New Algorithms and Pathways: Eating Disorders, Head Shape and Febrile Seizure
March 1, 2023
The Adolescent Medicine team, in partnership with the Department of Psychiatry, at Seattle Children’s has created an eating disorders algorithm to help PCPs know when and how to refer patients with disordered eating to Adolescent Medicine, Psychiatry and Behavioral Medicine (Psychiatry) or, in some cases, both.
“We have a very high number of kids coming to our program for care, and our referral processes have changed over the last year as we’ve made care more accessible,” says Dr. Yolanda Evans. “We hope this new algorithm will clarify the referral process and help kids get their care started as quickly as possible.”
Patients referred to Psychiatry will meet with a clinical psychologist initially. If medication evaluation is needed, a separate appointment will be made with a prescribing provider (either an ARNP or psychiatrist).
“If the referring provider knows at the outset that their patient will need medication evaluation, they can submit 2 separate referrals initially to Psychiatry to speed up the process – one for the behavioral health evaluation with the psychologist and a second referral for medication evaluation with our psychiatrist or ARNP,” says Dr. Evans.

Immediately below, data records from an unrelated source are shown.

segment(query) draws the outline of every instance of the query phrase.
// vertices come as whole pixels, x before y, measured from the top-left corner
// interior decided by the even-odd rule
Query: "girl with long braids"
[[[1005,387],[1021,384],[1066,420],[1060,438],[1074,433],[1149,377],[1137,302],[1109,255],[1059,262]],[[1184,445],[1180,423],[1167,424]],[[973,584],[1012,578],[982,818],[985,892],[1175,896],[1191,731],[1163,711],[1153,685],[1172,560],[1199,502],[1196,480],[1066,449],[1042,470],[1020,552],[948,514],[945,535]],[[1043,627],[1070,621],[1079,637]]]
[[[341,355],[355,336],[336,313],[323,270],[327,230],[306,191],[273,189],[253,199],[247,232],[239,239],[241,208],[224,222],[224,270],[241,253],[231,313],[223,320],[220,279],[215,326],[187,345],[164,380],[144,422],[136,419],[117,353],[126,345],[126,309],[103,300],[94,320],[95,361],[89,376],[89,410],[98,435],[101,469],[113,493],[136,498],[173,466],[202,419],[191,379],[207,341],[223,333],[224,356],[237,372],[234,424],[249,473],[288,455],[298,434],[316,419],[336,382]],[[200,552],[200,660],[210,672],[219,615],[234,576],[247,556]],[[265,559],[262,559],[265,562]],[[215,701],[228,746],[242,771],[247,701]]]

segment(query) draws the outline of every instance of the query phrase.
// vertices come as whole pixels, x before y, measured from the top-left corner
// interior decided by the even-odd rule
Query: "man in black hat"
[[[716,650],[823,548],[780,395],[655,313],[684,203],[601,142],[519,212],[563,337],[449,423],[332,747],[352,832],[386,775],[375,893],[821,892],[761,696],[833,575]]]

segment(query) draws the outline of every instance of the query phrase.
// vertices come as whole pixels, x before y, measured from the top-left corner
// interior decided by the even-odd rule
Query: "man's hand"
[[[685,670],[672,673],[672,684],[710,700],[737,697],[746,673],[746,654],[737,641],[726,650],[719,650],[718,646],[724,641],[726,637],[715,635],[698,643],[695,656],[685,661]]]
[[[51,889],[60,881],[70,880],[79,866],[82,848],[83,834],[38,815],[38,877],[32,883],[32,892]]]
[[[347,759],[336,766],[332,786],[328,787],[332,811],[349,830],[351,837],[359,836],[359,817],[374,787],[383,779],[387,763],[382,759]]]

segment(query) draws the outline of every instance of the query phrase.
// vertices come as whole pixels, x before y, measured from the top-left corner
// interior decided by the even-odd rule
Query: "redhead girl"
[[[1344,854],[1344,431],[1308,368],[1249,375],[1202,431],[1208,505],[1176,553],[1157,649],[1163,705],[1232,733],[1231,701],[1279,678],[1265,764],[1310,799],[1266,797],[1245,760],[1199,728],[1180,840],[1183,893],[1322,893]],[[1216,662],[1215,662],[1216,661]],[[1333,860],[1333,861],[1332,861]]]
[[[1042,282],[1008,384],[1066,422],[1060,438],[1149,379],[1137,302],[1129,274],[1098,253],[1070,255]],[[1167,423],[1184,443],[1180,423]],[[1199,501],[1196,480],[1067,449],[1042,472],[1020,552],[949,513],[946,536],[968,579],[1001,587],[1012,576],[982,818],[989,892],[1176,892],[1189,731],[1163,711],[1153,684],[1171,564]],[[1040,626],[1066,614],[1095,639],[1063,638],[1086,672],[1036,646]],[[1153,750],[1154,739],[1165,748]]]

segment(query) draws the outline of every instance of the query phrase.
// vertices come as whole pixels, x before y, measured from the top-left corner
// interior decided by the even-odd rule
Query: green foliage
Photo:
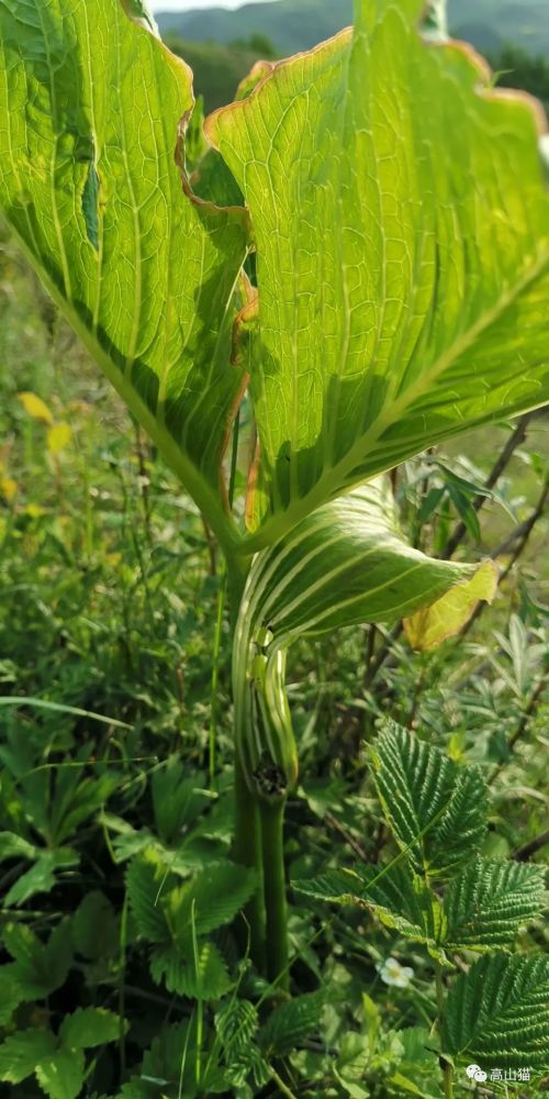
[[[547,901],[545,867],[472,858],[445,896],[446,937],[458,948],[511,946]]]
[[[259,1035],[262,1048],[271,1055],[290,1053],[318,1030],[323,1004],[322,992],[298,996],[288,1003],[279,1004]]]
[[[391,831],[418,874],[444,880],[469,862],[486,828],[480,768],[459,767],[389,724],[372,752],[372,770]]]
[[[542,54],[530,56],[516,45],[503,45],[488,54],[497,86],[501,88],[524,88],[530,96],[549,107],[549,59]]]
[[[49,1099],[76,1099],[85,1080],[83,1050],[114,1042],[119,1018],[101,1008],[66,1015],[59,1033],[33,1028],[19,1031],[0,1045],[0,1080],[20,1084],[33,1073]]]
[[[274,48],[265,35],[251,34],[227,45],[193,42],[169,32],[166,45],[190,65],[195,95],[203,96],[206,112],[231,103],[236,89],[261,57],[274,57]]]
[[[484,957],[456,979],[446,1004],[445,1048],[488,1065],[549,1064],[549,963]]]
[[[436,453],[401,466],[391,493],[374,499],[371,485],[341,496],[371,471],[370,457],[385,468],[468,423],[544,400],[547,203],[530,118],[473,91],[478,73],[460,52],[425,51],[413,30],[419,3],[358,4],[351,52],[347,34],[314,57],[260,66],[240,106],[210,123],[231,129],[224,153],[246,167],[240,190],[221,154],[206,151],[200,108],[188,116],[187,69],[148,33],[141,0],[125,7],[135,22],[114,0],[58,0],[47,14],[0,0],[8,219],[160,452],[98,388],[56,309],[11,244],[2,248],[4,1081],[14,1099],[37,1089],[52,1099],[250,1099],[279,1087],[434,1097],[440,1051],[447,1083],[445,1058],[474,1050],[517,1064],[523,1037],[541,1073],[544,872],[524,861],[539,848],[546,808],[544,577],[507,581],[493,637],[474,625],[472,644],[442,656],[389,639],[399,660],[383,660],[382,623],[482,573],[441,559],[456,520],[477,563],[493,554],[505,567],[539,522],[536,560],[546,458],[531,445],[517,452],[511,478],[490,488],[486,452],[477,466],[460,458],[459,473],[456,455]],[[188,130],[178,137],[181,115]],[[254,125],[238,130],[248,118]],[[362,323],[365,303],[373,325]],[[373,331],[376,347],[362,354]],[[248,368],[251,396],[240,400]],[[222,459],[238,403],[233,518]],[[265,521],[251,535],[245,509],[249,526]],[[329,545],[326,514],[339,517]],[[227,858],[224,592],[234,621],[264,543],[238,654],[251,763],[276,797],[283,767],[295,777],[293,740],[273,767],[278,734],[293,735],[291,699],[310,770],[277,866],[264,844],[266,880],[274,869],[283,882],[285,859],[299,886],[288,1002],[255,950],[261,875]],[[327,576],[336,568],[339,586]],[[439,608],[438,640],[453,617]],[[365,636],[356,623],[373,619],[380,625]],[[412,632],[408,623],[406,636],[422,630],[429,634],[424,619]],[[274,650],[290,639],[287,695],[285,650]],[[363,752],[379,718],[384,731]],[[421,740],[401,725],[422,730]],[[490,832],[482,771],[493,789]],[[238,843],[251,841],[249,855],[255,811],[245,808]],[[335,835],[360,855],[356,868],[343,868]],[[345,919],[337,907],[326,918],[323,898],[345,902]],[[267,945],[279,944],[271,935]],[[490,966],[471,964],[475,951]],[[460,952],[464,988],[452,969]]]
[[[511,951],[518,931],[547,906],[545,867],[479,855],[471,858],[471,850],[482,839],[485,791],[482,784],[469,787],[477,795],[472,817],[460,793],[459,768],[437,748],[391,724],[378,737],[371,762],[380,801],[402,855],[382,867],[358,866],[298,880],[295,888],[313,899],[370,907],[382,923],[428,947],[437,967],[444,1053],[469,1062],[478,1058],[485,1065],[546,1067],[547,959],[494,953]],[[469,770],[474,774],[473,768]],[[444,847],[436,834],[439,820],[451,820],[451,830],[444,833],[442,864]],[[450,879],[442,903],[440,877]],[[436,893],[429,888],[433,880]],[[446,952],[456,951],[488,954],[452,981],[445,1001],[440,964],[449,965]],[[448,1062],[446,1095],[451,1095],[451,1075]]]
[[[255,547],[418,446],[519,411],[520,384],[505,380],[517,380],[517,331],[531,337],[522,379],[545,400],[549,208],[535,116],[479,95],[463,49],[426,49],[419,9],[357,3],[355,34],[277,66],[206,123],[257,243]],[[380,107],[389,87],[394,122]]]
[[[242,389],[228,358],[244,213],[197,206],[181,187],[173,149],[193,100],[190,73],[178,59],[130,23],[116,0],[72,7],[70,16],[49,8],[42,22],[33,9],[0,9],[11,91],[16,96],[26,79],[16,62],[26,49],[27,78],[42,98],[32,121],[14,112],[10,134],[2,130],[0,202],[108,377],[183,481],[211,499],[225,529],[216,493]],[[133,62],[121,80],[120,53]],[[114,110],[104,98],[109,87],[116,88]],[[14,149],[25,151],[22,160]],[[30,171],[44,149],[48,168]],[[63,176],[58,191],[51,176]],[[155,298],[164,302],[161,317]],[[195,391],[206,398],[204,415],[190,429]]]
[[[153,855],[135,858],[126,875],[130,908],[138,934],[154,944],[150,974],[170,992],[217,1000],[231,987],[226,963],[206,934],[229,923],[255,888],[253,872],[214,864],[184,885]]]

For those referring providers who request management of physiologic complications from malnutrition, all patients referred to Adolescent Medicine will receive a one-time telehealth consultation with a medical provider after which families will be offered support and resources to continue the patient’s care, either at Seattle Children’s if appropriate and care is available, or in the community. The Eating Disorders team will share the after-visit information with the referring provider to help guide continuing care of their patient.
The eating disorders algorithm is available along with 65+ other condition-specific resources for PCPs at seattlechildrens.org/algorithms.
As a reminder, when referring a patient for eating disorders, please include their growth charts and exam notes. You do not need to send labs or an ECG; we removed this requirement last year to reduce work for PCPs and help patients be seen sooner.
For more details about referral requirements and additional resources for PCPs, please visit our Eating Disorders – Refer a Patient page. You may also like to read “Treatment for Eating Disorders: A Q&A and Case Study by Robyn Evans, ARNP” from our March 2022 issue of Provider News.
Seattle Children’s Craniofacial team has created a head shape algorithm to help PCPs evaluate and refer their patient to either Craniofacial or Physical Therapy depending on their presentation.
For infants under 4 months who have positional plagiocephaly or positional brachycephaly but don’t have limited range of motion or neck tilt, the algorithm recommends repositioning strategies with reassessment at 4 months. However, these babies are welcome to be referred directly to Craniofacial if the provider feels they need to be evaluated before 4 months. Repositioning resources are available on the Seattle Children’s website, with links provided in the algorithm.
Febrile seizure pathway
Seattle Children’s has updated its clinical standard work pathway for febrile seizure. Key changes include updated admit criteria and risk of intracranial infection guidance. Additional clinical standard work pathways for dozens of other conditions are available on our website.